The long and the short of it is that he found other friends of his own age to hang with, one in particular, from down the street named Jimmy. I had only a nodding acquaintance with both thereafter. As happened more often than not during the 1960’s in working class neighborhoods all over the country, especially with kids who were not academically inclined, when Jimmy came of age he faced the draft or the alternative of ‘volunteering’ for military service. He enlisted. Kenny for a number of valid medical reasons was 4-F (unqualified for military service). Of course, you know what is coming. Jimmy was sent to Vietnam where he was killed in 1968 at the age of 20. His name is one of the 58,000 plus that are etched on that Vietnam Memorial Wall in Washington.
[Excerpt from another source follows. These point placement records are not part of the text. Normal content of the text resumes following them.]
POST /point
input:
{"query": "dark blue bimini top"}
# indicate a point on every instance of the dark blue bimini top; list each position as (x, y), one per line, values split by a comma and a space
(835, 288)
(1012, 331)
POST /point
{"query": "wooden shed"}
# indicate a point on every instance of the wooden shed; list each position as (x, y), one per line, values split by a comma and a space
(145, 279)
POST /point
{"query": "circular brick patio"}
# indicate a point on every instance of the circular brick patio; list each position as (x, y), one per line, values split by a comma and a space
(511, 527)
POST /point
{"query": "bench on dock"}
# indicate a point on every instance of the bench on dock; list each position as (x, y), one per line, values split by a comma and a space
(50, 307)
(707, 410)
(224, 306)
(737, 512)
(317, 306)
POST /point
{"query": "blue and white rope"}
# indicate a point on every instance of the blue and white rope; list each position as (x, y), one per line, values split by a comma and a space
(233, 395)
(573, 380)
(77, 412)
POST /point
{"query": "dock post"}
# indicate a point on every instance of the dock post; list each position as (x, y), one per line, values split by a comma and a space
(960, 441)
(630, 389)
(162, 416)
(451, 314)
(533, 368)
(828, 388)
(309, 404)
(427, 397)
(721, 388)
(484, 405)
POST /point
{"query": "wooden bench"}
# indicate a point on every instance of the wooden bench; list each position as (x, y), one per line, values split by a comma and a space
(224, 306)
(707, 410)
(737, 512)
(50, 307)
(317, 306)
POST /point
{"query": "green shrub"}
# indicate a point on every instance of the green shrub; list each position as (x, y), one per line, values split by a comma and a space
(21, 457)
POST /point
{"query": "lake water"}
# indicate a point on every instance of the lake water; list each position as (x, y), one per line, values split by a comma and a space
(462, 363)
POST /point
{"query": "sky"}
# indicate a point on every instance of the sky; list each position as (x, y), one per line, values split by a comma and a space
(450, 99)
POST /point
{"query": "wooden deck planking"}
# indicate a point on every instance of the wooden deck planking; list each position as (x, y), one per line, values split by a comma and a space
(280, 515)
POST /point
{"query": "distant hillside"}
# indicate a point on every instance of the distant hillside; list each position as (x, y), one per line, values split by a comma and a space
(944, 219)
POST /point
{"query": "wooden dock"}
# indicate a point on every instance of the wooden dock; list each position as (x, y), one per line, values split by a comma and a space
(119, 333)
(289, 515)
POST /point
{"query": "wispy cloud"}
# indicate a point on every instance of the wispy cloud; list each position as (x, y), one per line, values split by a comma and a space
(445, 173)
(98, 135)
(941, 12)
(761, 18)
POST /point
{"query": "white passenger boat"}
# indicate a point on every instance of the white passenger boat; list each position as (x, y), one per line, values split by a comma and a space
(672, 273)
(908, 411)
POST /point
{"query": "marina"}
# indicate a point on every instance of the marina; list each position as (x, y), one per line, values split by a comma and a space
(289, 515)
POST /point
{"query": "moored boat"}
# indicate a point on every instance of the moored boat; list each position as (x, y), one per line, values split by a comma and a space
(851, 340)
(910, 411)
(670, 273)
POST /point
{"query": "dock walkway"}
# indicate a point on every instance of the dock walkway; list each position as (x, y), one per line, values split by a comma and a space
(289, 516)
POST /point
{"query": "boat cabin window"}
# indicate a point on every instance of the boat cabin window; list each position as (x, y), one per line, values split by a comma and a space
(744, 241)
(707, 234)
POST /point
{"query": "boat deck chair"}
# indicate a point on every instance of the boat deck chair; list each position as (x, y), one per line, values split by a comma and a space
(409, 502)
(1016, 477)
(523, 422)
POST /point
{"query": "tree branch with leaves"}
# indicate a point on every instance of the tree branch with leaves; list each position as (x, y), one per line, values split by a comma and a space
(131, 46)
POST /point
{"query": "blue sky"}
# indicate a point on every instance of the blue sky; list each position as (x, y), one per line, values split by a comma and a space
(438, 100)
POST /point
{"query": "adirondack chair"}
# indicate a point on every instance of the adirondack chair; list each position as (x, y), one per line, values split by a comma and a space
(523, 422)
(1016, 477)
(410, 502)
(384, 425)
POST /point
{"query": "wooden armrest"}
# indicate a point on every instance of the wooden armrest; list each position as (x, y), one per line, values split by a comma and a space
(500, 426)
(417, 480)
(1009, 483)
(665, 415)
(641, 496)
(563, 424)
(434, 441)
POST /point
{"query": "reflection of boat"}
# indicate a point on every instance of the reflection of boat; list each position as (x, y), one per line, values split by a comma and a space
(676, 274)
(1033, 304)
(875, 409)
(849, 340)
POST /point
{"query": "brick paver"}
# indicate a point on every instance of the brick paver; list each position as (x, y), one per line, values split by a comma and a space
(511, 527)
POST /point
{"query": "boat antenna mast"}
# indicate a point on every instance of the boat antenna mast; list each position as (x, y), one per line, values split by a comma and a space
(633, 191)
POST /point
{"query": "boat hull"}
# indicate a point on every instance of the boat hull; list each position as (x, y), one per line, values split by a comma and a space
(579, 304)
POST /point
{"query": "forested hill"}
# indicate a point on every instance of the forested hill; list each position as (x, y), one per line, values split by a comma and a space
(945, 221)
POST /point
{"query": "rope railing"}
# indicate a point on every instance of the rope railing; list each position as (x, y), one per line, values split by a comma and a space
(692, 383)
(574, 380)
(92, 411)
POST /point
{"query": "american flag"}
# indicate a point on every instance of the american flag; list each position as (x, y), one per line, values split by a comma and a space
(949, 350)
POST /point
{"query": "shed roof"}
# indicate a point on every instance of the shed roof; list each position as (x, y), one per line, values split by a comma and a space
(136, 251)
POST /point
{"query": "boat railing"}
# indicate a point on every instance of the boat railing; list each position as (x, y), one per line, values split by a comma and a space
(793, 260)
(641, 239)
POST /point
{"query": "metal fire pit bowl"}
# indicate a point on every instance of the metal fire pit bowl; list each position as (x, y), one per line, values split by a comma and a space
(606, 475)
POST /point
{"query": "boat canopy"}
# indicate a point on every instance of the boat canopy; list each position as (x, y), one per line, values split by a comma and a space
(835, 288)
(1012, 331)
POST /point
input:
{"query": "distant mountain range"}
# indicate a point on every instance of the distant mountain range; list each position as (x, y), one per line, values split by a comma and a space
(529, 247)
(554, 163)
His story ends there. Unfortunately, Kenny’s just begins.

Kenny took Jimmy’s death hard. Harder than one can even imagine. The early details are rather sketchy but they may have involved drug use. The overt manifestations were acts of petty crime and then anti-social acts like pulling fire alarms and walking naked down the street. At some point he was diagnosed as schizophrenic. I make no pretense of having adequate knowledge about the causes of mental illnesses but someone I trust has told me that such a traumatic event as Jimmy’s death can trigger the condition in young adults. In any case, the institutionalizations inevitably began. And later the halfway houses and all the other forms of control for those who cannot survive on the mean streets of the world on their own. Apparently, with drugs and therapy, there were periods of calm but for over three decades poor Kenny struggled with his inner demons. In the end the demons won and he died a few years ago while in a mental hospital.

Certainly not a happy story. Perhaps, aside from the specific details, not even an unusual one in modern times. Nevertheless I now count Kenny as one of the uncounted casualties of war. Along with those physically wounded soldiers who can back from Vietnam service unable to cope with their own demons and sought solace in drugs and alcohol. And those who for other reasons could no adjust and found themselves on the streets, in the half way shelters or the V. A. hospitals. And also those grieving parents and other loved ones whose lives were shattered and broken by the loss of their children. There is no wall in Washington for them. But, maybe there should be. As for poor Kenny from the old neighborhood. Rest in Peace.